Shock Value

Lenny & Lou, a new play by Ian Cohen receiving its New York premiere at 29th Street Rep, bills itself as a "brutal" comedy that takes a raunchy look at family dysfunction. Cohen and 29th Street Rep are quite taken with being "in your face." And while words like "demented," "debauched," "disturbing," and "shocking" are bandied about in the production's advertising to promote this supposedly edgy work, Lenny & Lou amounts to little more than a third-rate situation comedy at best, and an unfunny exercise in forced acting and weak direction at worst. Polar-opposite brothers Lenny (David Mogentale) and Lou (Todd Wall) can't get a break. They tend to their Alzheimer's-afflicted mother Fran (Suzanne Toren), bound together by obligation as they while away the days of their empty, meaningless lives. Irresponsible Lenny dreams of being a rock star. Stuck in a loveless, emotionally destructive marriage with mafia princess Julie (Heidi James), Lenny is nothing more than a pathetic, middle-aged wannabe rock 'n' roller.

The tightly wound Lou hasn't fared much better. Haunted by a love that got away, he hasn't had a date in 15 years. He works as an accountant, obsessing over his job to the point where he works through his vacations. When the inappropriate Fran goes too far, Lou finally snaps, sending the family smashing into a million little crazy pieces.
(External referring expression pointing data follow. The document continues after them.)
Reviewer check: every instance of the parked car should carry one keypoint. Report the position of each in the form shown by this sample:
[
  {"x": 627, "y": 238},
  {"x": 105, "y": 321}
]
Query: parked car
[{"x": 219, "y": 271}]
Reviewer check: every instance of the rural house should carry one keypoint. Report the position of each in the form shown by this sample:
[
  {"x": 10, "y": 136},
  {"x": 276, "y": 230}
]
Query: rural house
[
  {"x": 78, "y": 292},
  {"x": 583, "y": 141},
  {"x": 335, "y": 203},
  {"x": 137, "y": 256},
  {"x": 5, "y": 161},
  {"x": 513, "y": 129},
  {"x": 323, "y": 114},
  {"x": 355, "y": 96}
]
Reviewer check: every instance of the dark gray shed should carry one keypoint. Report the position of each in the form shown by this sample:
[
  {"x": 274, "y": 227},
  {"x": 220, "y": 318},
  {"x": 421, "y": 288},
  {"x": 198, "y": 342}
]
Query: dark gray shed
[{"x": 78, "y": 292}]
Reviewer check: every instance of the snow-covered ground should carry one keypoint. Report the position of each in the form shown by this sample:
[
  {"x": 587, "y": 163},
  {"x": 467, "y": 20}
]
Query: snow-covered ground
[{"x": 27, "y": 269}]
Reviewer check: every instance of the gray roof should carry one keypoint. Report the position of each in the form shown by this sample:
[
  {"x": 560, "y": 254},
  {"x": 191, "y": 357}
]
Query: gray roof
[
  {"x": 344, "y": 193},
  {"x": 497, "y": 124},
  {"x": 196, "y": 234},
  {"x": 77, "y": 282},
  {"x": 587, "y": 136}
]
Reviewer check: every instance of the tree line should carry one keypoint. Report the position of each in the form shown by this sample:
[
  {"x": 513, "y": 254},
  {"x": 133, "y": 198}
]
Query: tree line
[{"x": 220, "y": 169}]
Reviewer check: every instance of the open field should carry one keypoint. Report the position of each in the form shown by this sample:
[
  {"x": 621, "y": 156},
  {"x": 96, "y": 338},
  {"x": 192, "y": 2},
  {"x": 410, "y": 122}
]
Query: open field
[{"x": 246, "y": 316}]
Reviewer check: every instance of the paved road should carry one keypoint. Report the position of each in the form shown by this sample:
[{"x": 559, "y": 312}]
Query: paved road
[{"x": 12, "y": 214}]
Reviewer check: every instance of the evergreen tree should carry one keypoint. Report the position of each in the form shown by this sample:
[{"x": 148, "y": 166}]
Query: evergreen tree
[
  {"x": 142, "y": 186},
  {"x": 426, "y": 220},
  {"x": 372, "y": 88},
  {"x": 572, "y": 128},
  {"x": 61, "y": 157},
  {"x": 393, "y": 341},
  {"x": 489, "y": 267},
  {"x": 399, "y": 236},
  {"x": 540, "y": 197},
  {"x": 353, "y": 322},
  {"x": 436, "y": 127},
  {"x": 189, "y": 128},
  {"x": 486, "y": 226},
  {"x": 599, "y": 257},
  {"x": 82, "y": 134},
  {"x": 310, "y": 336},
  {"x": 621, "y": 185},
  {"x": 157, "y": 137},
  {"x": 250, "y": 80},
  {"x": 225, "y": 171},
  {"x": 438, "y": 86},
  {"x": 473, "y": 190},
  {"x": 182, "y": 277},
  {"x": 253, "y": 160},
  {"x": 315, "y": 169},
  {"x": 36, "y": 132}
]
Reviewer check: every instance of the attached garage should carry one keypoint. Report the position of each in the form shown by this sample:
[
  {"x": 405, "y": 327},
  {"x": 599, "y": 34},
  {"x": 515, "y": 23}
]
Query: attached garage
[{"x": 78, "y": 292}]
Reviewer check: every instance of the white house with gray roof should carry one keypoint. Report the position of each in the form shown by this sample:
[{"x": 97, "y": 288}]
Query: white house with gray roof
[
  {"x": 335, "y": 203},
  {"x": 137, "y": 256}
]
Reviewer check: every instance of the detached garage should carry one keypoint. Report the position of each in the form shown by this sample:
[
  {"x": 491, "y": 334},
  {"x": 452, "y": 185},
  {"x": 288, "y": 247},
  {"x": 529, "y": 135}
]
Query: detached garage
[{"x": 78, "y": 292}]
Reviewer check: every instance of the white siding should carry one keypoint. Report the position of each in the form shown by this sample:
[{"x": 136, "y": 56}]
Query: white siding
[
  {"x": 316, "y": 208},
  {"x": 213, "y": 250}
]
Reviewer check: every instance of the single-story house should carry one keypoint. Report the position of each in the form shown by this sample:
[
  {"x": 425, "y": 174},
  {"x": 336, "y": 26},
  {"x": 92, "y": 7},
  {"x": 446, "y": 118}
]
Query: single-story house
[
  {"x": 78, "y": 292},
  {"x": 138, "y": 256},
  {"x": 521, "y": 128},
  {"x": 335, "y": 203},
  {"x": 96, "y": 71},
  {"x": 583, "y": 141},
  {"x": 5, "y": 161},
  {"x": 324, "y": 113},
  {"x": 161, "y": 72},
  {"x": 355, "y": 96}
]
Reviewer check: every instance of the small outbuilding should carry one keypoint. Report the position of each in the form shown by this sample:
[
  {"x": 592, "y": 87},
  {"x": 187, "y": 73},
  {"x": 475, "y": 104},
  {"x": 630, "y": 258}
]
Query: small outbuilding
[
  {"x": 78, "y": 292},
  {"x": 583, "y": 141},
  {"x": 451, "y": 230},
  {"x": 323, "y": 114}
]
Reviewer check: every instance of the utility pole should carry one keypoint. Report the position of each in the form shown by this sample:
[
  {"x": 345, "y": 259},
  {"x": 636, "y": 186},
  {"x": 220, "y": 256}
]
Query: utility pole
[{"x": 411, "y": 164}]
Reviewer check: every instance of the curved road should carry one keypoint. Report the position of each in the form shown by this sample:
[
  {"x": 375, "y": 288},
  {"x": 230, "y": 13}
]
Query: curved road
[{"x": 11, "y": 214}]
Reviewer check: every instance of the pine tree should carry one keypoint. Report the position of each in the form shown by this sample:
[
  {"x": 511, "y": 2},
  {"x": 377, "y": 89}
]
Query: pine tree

The problems start with Cohen's astonishingly unfunny script. Plagued by ill-conceived caricatures and a contrived plot, Lenny & Lou never has chance. Each of the five characters fits neatly into a stereotypical, and disturbingly ethnocentric, compartment. Lenny, Lou, and Fran are typical stock Jewish characters out of Neil Simon by way of Woody Allen. Lenny is the slacker. Lou is the neurotic. Fran is the crazy mother. Julie is the loudmouthed, pushy, domineering Italian princess. Fran's nurse Sabrina (Carolyn Michelle Smith), a Haitian immigrant, is the deeply religious, sane one caught in the crossfire. Not one of the characters ever amounts to anything beyond being a superficial type.

As for the plot, it is tedious. The first three scenes, where the characters are slowly introduced, establishes very little. The play only becomes engaging, albeit briefly, in the fourth scene with Sabrina's arrival. As Lou plays a cat-and-mouse game with her, the play and the actors momentarily spring to life with crackling dialogue and a fast-paced urgency.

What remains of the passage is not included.